In this sense, rapid climate change and revolutionary social change are analogous because they both exemplify the sudden transformation of quantity into quality. The great concern among scientists is that we are fast approaching just such a tipping point with regard to global climate. In the social realm, the great concern among many other people is that we are not approaching just such a corresponding social upheaval fast enough to prevent us from going beyond a systemic breakdown in a stable global climate.
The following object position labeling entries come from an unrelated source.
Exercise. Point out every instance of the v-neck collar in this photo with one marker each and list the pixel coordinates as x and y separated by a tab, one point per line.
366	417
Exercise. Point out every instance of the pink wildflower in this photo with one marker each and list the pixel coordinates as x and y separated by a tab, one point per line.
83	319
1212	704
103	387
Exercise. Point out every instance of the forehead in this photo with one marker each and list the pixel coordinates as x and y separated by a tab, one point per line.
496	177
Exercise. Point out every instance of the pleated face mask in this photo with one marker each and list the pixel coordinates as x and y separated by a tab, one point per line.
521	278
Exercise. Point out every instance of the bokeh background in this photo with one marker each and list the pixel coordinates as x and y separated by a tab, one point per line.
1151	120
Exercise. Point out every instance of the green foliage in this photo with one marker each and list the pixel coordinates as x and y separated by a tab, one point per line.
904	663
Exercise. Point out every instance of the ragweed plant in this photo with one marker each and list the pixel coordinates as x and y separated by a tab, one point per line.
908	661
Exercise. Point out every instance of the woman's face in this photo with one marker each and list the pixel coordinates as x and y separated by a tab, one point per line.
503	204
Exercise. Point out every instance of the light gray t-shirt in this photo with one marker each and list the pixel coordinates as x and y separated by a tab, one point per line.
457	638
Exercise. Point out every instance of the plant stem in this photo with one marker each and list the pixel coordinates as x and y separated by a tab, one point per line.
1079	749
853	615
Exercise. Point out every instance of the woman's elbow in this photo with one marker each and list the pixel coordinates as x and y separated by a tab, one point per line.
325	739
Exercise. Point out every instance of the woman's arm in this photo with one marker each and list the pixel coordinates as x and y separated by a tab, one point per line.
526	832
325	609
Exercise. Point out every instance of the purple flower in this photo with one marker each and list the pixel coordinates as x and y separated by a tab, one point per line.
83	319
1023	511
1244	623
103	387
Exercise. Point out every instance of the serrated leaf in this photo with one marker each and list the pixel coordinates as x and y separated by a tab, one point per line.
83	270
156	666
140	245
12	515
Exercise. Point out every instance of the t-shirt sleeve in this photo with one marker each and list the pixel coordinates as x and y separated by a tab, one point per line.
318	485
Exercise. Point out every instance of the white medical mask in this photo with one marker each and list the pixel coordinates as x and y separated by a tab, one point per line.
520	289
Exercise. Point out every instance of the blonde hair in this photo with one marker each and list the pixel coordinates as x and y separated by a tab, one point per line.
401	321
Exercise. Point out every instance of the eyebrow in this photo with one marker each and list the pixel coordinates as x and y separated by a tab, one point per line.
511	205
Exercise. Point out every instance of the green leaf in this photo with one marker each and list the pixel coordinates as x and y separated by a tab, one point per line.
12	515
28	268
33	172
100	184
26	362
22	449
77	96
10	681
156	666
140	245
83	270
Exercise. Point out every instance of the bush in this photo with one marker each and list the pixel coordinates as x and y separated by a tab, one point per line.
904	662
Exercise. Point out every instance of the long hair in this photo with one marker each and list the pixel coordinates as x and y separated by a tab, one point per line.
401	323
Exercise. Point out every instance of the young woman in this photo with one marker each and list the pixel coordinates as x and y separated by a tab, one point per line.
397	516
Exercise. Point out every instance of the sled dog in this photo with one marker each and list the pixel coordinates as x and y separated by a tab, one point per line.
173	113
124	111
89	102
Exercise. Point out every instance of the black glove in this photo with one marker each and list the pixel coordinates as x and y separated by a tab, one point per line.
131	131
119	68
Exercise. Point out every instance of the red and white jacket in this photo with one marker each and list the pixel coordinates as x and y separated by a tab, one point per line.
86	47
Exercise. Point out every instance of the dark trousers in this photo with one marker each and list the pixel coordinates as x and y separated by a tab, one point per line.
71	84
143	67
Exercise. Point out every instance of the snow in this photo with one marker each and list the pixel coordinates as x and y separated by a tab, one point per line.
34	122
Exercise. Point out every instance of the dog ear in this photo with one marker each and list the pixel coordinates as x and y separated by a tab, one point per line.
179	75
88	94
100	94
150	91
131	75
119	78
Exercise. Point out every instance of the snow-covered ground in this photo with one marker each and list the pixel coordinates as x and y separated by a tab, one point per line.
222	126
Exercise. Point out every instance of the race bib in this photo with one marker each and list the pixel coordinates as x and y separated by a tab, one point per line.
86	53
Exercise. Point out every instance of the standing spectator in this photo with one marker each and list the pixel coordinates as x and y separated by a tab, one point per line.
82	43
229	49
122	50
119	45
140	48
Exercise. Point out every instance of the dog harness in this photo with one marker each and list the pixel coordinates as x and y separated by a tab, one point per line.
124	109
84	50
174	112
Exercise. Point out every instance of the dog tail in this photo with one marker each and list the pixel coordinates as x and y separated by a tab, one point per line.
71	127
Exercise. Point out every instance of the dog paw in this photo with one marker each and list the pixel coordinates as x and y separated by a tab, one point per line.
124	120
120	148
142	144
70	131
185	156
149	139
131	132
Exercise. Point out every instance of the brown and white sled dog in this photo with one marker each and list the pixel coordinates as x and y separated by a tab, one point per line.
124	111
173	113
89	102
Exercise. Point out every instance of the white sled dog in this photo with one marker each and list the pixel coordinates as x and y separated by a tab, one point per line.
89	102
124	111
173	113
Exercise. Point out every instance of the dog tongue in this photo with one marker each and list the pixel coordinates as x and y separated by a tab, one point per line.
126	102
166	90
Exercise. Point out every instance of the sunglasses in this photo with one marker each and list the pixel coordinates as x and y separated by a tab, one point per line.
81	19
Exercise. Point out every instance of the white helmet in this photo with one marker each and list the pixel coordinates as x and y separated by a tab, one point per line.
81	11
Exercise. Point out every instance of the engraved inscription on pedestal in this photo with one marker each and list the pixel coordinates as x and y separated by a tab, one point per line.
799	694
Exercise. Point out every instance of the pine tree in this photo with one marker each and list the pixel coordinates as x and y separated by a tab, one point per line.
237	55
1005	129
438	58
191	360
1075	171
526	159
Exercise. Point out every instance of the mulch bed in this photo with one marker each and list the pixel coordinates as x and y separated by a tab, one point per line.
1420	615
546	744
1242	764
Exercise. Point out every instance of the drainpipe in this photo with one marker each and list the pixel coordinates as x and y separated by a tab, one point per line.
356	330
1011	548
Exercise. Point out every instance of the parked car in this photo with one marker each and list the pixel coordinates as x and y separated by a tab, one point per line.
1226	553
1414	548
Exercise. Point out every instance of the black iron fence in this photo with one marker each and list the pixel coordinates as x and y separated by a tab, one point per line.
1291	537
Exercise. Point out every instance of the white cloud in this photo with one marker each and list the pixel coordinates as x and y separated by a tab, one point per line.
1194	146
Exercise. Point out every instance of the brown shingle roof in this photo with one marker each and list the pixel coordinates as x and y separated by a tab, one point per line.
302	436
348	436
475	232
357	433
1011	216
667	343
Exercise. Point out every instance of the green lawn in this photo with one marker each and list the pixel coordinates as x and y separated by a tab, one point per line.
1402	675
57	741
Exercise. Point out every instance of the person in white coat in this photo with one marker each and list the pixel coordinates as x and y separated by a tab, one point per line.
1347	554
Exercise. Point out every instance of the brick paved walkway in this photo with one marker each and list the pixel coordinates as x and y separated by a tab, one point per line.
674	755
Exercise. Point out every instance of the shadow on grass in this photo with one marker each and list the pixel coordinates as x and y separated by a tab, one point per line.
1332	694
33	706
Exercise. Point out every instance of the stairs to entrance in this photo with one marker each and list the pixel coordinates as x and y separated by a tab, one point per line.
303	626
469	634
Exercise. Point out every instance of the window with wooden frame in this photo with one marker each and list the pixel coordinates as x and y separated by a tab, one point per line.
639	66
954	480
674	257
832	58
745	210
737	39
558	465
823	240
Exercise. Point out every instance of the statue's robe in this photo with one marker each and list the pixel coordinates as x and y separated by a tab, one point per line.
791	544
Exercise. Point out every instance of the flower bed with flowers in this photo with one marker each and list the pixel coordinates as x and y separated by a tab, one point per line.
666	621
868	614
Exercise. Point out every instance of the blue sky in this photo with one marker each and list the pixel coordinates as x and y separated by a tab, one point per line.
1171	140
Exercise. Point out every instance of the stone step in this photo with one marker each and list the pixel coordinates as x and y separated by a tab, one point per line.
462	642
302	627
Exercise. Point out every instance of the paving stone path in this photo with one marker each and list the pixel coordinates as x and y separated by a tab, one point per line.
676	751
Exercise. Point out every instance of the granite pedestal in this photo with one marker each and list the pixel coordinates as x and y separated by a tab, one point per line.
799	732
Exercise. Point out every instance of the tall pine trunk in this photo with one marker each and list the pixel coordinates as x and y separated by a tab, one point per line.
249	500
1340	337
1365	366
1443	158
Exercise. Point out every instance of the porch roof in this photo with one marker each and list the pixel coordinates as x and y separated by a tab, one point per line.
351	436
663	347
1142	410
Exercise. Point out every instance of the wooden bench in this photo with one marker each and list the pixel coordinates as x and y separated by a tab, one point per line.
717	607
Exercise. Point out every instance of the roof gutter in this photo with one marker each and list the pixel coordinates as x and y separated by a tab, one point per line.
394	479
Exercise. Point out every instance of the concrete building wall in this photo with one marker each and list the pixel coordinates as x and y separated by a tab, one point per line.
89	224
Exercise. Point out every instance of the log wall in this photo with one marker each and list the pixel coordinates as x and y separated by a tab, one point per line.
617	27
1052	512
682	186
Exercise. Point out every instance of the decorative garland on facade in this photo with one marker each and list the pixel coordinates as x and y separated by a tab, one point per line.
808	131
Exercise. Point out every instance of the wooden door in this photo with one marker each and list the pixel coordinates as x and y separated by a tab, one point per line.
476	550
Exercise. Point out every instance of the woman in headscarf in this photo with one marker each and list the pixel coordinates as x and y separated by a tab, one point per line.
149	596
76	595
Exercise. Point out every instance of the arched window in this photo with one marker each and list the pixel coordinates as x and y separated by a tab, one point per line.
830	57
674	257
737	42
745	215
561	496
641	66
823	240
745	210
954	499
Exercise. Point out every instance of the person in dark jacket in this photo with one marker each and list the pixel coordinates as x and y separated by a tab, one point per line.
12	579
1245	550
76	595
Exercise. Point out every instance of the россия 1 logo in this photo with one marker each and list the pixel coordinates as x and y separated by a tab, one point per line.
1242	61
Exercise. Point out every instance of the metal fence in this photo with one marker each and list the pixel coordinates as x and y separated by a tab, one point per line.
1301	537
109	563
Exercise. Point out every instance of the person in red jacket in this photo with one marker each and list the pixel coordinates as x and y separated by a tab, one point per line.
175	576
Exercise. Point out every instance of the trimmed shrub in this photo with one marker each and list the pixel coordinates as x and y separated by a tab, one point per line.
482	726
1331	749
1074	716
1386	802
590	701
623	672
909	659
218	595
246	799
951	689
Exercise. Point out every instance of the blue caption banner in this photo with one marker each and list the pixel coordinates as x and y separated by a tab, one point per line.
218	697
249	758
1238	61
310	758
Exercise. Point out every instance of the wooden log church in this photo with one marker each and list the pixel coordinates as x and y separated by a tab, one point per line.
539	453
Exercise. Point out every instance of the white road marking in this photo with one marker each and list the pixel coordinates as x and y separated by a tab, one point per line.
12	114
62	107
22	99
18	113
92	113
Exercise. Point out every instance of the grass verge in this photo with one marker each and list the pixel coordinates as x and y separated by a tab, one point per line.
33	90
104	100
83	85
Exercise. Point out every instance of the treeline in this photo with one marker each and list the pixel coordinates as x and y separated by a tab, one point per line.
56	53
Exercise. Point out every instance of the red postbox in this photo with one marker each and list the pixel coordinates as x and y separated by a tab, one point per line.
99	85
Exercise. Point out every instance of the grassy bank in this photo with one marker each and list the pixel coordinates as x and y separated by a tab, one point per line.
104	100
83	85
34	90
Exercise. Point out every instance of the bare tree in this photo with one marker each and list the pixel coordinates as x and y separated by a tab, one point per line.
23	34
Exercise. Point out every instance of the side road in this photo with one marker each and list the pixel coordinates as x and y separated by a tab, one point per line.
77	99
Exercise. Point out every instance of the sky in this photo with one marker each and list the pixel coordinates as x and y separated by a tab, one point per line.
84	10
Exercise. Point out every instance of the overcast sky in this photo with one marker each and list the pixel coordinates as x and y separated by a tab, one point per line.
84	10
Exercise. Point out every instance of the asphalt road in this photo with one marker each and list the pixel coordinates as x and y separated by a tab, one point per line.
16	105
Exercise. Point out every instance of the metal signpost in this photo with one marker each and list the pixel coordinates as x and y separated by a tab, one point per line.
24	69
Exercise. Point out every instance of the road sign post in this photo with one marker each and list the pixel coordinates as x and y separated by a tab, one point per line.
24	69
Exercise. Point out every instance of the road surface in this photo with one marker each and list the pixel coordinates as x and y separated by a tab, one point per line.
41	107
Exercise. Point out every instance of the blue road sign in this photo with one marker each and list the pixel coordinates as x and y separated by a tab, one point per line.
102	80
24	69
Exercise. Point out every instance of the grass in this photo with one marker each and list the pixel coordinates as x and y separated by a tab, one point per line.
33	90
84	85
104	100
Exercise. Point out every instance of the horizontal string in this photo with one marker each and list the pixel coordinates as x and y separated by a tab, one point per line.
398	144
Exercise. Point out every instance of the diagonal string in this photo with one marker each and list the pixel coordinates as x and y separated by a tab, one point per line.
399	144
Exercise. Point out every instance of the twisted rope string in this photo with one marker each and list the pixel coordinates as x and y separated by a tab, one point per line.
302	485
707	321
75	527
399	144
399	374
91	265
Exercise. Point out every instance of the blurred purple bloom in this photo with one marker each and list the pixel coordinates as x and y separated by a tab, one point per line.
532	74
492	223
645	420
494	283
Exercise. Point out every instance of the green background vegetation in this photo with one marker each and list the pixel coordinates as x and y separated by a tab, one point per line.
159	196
To end the contradiction between humanity and nature requires “something more than mere knowledge. It requires a complete revolution in our hitherto existing mode of production, and simultaneously a revolution in our whole contemporary social order.”13 To truly end the exploitation of nature in the service of profit requires that the profit motive be excised from society in a revolutionary reconstitution by the majority on whose labor the system depends. The right to privately own the land and the means of production, which lies at the very root of capitalist economics and forces the population at large to work for a living at the behest of private capital, must be abolished. Only by holding land, along with the instruments of production, in common and producing to meet social need will the simultaneous exploitation of nature and humanity end. Only then can we interact with nature according to a conscious plan, utilizing the scientific knowledge and technique that we already possess to organize production and distribution on a completely new footing that thus establishes a more harmonious relationship between humanity and nature. The methodology developed and used by Marx and Engels offers insightful clues as to how to do that.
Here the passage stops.